We believe that, by applying international standards including the International Finance Corporation’s (“IFC”) Performance Standards, and the UN Guiding Principles on Business and Human Rights, and by meeting relevant local legal requirements, our Investees can achieve the outcomes we value, whether that is protecting workers, the environment and local communities, or reducing bribery and corruption. Applying these standards can also produce tangible financial benefits and opportunities for their businesses, including improved access to markets and capital, increased customer trust and brand value, cost efficiencies and better stakeholder relations.

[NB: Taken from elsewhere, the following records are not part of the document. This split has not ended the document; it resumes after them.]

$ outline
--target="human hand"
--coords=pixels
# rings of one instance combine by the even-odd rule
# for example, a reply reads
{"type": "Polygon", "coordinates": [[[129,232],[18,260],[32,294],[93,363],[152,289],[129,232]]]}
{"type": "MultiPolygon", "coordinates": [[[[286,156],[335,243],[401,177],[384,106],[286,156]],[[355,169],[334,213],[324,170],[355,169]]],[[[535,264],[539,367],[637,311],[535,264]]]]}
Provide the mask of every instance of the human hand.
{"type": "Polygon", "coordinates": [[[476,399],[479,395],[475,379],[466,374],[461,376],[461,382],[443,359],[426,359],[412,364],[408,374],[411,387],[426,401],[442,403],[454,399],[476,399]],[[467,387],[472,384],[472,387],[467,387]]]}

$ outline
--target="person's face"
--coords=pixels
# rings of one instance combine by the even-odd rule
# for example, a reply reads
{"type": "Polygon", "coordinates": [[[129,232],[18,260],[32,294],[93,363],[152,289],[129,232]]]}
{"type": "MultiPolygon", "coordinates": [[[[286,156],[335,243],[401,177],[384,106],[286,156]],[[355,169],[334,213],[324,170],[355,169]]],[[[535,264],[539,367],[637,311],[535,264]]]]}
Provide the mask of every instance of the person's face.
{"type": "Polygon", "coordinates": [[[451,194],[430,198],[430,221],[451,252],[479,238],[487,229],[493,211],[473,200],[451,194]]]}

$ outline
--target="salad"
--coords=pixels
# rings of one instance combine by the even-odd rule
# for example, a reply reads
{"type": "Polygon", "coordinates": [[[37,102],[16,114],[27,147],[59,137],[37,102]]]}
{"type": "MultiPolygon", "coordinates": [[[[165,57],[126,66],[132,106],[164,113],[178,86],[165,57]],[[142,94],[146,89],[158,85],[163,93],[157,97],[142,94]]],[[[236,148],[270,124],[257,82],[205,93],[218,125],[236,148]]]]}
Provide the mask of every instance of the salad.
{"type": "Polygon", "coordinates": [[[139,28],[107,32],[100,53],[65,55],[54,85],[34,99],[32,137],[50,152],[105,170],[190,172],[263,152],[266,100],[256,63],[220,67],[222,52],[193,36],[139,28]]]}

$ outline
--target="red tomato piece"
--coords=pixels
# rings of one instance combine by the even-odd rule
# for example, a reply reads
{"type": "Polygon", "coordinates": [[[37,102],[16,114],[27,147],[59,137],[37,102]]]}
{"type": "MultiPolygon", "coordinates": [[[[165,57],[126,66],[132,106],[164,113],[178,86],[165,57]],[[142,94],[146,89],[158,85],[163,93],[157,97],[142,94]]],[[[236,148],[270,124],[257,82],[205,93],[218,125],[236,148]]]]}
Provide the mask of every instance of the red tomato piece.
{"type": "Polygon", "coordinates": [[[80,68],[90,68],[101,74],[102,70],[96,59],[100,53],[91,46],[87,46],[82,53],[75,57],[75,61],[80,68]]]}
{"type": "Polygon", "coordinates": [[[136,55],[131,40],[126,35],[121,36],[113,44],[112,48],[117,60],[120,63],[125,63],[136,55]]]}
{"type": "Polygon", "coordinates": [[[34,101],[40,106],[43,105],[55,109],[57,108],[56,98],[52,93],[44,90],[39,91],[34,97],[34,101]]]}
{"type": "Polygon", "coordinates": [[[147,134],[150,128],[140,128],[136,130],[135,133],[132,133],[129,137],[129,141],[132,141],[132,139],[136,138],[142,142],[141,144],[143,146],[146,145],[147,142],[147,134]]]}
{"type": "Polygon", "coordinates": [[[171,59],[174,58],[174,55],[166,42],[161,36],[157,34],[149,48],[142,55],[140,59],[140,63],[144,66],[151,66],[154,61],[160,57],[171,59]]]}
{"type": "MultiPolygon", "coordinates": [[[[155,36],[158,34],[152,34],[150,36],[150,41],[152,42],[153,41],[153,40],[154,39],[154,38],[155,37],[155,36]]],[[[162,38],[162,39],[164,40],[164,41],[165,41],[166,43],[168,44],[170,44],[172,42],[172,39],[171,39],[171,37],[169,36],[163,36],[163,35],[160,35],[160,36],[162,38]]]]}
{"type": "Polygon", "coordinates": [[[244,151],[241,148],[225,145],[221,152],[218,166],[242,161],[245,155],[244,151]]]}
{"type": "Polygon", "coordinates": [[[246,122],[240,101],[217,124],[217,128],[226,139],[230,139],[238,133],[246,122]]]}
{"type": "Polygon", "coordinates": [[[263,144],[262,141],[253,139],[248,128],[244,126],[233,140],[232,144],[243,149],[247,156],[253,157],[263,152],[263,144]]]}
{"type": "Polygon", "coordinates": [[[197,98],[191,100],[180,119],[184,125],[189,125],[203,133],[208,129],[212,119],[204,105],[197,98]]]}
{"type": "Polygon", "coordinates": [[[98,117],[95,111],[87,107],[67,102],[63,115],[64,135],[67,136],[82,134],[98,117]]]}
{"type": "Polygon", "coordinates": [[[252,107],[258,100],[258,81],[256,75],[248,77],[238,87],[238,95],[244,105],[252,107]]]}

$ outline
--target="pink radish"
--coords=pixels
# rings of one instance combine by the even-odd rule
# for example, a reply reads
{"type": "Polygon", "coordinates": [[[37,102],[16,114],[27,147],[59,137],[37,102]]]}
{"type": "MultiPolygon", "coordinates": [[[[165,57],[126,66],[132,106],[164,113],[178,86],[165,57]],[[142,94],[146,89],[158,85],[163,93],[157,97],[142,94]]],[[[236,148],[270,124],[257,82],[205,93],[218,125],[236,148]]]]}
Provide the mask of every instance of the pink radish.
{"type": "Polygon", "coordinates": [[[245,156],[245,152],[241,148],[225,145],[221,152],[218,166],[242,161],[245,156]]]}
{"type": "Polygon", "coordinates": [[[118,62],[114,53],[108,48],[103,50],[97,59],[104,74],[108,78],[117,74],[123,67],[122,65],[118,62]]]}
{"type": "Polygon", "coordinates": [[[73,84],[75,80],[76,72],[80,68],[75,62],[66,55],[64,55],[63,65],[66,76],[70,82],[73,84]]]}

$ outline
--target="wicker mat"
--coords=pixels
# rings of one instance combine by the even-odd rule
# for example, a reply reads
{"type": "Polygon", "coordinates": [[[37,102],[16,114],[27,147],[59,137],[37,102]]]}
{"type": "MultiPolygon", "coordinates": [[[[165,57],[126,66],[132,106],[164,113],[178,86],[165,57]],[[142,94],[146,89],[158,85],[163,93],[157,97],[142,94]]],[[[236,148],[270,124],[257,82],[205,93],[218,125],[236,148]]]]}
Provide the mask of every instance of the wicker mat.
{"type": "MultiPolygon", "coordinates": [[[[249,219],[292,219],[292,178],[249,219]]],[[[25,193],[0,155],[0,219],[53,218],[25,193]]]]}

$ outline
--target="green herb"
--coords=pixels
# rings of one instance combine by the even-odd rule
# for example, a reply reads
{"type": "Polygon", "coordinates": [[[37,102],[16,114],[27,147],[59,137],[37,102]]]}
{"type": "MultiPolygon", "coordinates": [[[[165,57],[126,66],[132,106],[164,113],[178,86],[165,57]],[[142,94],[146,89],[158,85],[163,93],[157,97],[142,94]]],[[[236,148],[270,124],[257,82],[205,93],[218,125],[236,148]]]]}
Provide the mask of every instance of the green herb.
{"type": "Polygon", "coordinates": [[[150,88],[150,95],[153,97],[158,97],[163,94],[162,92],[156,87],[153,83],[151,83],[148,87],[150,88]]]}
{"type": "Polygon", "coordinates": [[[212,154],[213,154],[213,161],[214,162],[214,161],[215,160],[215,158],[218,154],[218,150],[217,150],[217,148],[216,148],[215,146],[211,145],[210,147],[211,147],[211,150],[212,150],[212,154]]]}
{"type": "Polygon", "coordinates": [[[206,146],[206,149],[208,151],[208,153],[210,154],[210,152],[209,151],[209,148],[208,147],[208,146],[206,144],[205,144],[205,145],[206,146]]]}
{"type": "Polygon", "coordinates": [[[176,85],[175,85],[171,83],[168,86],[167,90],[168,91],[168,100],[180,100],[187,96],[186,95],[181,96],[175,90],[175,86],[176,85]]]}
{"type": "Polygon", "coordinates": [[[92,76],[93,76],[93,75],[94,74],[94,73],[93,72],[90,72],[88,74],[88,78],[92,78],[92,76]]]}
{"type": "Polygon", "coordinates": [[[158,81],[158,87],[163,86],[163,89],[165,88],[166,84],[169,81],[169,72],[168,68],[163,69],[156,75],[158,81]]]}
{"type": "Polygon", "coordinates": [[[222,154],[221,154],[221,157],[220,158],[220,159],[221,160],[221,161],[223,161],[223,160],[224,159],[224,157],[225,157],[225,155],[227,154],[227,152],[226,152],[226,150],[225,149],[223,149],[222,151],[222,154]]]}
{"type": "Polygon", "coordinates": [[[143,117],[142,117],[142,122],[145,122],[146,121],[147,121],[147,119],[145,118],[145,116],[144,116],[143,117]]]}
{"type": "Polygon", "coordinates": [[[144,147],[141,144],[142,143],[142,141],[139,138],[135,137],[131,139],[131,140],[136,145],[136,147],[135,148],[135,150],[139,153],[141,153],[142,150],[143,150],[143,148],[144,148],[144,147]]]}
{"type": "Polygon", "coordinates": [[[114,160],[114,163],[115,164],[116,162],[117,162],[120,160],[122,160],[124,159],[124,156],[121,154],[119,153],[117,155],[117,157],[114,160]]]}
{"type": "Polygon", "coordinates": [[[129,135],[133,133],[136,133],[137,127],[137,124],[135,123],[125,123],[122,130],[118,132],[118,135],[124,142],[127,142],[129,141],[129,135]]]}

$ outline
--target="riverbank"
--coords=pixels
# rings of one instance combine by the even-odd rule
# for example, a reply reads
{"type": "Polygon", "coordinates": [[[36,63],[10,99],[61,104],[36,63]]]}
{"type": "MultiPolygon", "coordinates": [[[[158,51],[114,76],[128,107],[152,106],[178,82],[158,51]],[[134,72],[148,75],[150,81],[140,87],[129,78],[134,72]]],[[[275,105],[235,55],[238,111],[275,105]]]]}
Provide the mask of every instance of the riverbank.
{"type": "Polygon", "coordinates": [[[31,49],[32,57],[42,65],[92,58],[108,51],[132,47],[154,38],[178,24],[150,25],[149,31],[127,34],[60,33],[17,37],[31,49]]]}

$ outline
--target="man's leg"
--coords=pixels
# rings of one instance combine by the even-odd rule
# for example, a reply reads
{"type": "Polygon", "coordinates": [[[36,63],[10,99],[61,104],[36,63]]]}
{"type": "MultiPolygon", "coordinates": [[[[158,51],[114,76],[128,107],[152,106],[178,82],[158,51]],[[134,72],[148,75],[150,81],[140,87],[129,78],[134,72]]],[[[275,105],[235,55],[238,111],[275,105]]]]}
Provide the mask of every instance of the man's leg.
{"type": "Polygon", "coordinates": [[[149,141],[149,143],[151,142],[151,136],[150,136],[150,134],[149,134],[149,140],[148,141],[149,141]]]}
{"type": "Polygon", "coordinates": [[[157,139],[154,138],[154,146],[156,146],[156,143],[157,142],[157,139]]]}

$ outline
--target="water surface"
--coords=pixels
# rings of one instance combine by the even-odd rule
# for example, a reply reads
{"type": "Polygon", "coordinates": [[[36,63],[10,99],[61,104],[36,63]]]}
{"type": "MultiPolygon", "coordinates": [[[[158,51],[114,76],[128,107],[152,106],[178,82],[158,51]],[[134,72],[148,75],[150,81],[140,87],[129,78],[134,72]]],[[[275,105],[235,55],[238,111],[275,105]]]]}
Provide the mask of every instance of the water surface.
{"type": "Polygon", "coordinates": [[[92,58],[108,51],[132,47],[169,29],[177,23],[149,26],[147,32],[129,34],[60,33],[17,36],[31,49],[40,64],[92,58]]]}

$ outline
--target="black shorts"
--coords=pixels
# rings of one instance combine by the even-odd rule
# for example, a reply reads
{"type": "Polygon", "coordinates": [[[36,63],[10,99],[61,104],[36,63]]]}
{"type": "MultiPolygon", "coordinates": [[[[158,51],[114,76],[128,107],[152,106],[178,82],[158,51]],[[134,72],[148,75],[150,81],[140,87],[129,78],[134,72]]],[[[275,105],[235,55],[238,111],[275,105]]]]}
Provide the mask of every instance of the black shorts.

We seek to help Investees manage their risks and pursue opportunities to enhance E&S and BI performance in a way that encourages the outcomes we want to see as a responsible investor, while at the same time enabling them to realise the business benefits that prudent E&S and BI management can confer. A business that operates in this way represents a better overall investment for us and for society as a whole.

Structure of the Policy

Our Policy on Responsible Investing (the Policy) is set out in four sections:

  • Section 1 describes our vision as an impact investor, explains how the Policy fits with our other commitments and policies, outlines how we provide assurance in relation to our Environmental and Social (E&S) and Business Integrity (BI) risk governance systems, and how we respond to any potential adverse impacts of our investments.
  • Section 2 describes, for the benefit of our current and prospective Investees, our requirements in relation to E&S and BI practices.
  • Section 3 describes good practices that are not mandatory for our Investees, but which we believe will deliver business benefits over time.
  • Section 4 provides an outline of our investment process and describes how E&S and BI risks and opportunities are integrated into investment decisions and portfolio management.
  • The Annexes provide more detail on the requirements described in Section 2 and good practices described in Section 3.

Policy sponsor

As the sponsor of this Policy, our General Counsel is responsible for reviewing and submitting the Policy to our Board of Directors for approval at appropriate intervals (typically on a five-year basis and in line with the updates to our Strategy and Investment Policy). As this is an area where requirements and policy expectations are evolving, it is anticipated that the Policy will be updated after the five-year period.